Along with it we implemented three complementary services, of which the latter two fell into my responsibility:
- vvs-learning-statistical: Purposed to retrieve some statistical information about past delays, as a first step towards machine learning.
- vvs-delay-api: To process the raw Cloudant data and make it available for other services in a more useful form.
- vvs-visuals: Explained in the following.
As we had a growing amount of data sitting in the cloud, the more important it became to understand it. We wanted to have an easy way to interact with it during development. So even though we were still far from a functional prediction app (which would require a user-friendly graphical interface anyway) – it was necessary to create an intuitive representation of all the delay information we had collected.

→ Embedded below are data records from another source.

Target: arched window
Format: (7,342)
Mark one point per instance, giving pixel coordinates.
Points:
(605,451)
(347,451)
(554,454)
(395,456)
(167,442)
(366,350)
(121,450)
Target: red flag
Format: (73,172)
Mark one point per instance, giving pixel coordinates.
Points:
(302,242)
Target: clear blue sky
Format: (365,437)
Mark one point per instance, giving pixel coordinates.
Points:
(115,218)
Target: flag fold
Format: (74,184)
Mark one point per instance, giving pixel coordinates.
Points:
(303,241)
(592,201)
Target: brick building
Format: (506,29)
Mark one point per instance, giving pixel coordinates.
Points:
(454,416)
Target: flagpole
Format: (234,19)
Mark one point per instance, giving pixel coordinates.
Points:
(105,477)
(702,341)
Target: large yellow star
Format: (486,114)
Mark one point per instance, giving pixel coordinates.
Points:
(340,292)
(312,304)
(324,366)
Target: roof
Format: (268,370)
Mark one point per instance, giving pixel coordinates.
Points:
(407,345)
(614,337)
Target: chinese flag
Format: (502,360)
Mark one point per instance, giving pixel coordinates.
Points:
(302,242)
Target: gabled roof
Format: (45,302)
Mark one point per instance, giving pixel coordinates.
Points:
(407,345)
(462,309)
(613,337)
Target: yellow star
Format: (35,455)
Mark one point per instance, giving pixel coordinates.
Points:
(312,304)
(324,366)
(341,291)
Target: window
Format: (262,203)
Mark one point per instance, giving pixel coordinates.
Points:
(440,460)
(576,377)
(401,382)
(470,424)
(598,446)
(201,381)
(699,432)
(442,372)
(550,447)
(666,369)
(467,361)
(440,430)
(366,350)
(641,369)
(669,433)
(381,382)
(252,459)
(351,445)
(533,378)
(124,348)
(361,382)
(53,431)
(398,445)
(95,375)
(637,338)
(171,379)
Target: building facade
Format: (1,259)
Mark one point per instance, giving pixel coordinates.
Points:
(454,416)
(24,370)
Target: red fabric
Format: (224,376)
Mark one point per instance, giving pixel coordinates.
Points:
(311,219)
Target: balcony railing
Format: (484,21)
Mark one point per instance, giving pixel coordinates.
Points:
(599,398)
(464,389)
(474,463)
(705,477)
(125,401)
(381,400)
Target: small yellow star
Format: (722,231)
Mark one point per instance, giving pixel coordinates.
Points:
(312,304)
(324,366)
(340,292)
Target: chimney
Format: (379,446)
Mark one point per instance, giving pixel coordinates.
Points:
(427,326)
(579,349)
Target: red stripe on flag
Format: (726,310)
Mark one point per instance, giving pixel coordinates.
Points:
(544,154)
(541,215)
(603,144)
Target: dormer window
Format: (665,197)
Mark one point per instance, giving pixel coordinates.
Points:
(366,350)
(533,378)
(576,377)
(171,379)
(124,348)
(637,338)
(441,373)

And that's what this project does.
What you see is a depiction of the VVS transit net. The size of the circle at each station represents the "current" delay there, whereas "current" refers to the currently selected time interval – on average. White circles indicate missing data for the respective station. Hovering over a circle reveals the numerical value.
The graphic is fully responsive; rendered dynamically with the help of d3.js and SVG.
Unfortunately, all of our cloud services, including the API for data retrieval, have been shut down; otherwise you could see it in action.
- The cloud can be a hassle, especially Bluemix and its GUI
- How CI/CD pipelines work
- The importance of the environment
- Key-value-stores should be used as such (ask me about details if you like)
- You can't just throw AI at anything you want
- A little bit about Cloudant Query selectors, Cloud Foundry, RESTful API specification with Swagger
- A lot about data-driven documents, AKA the best thing ever
- VVS trains are late a lot
This is not considered "production-ready" code, neither are the other project parts mentioned above. The main purpose, after all, was to learn.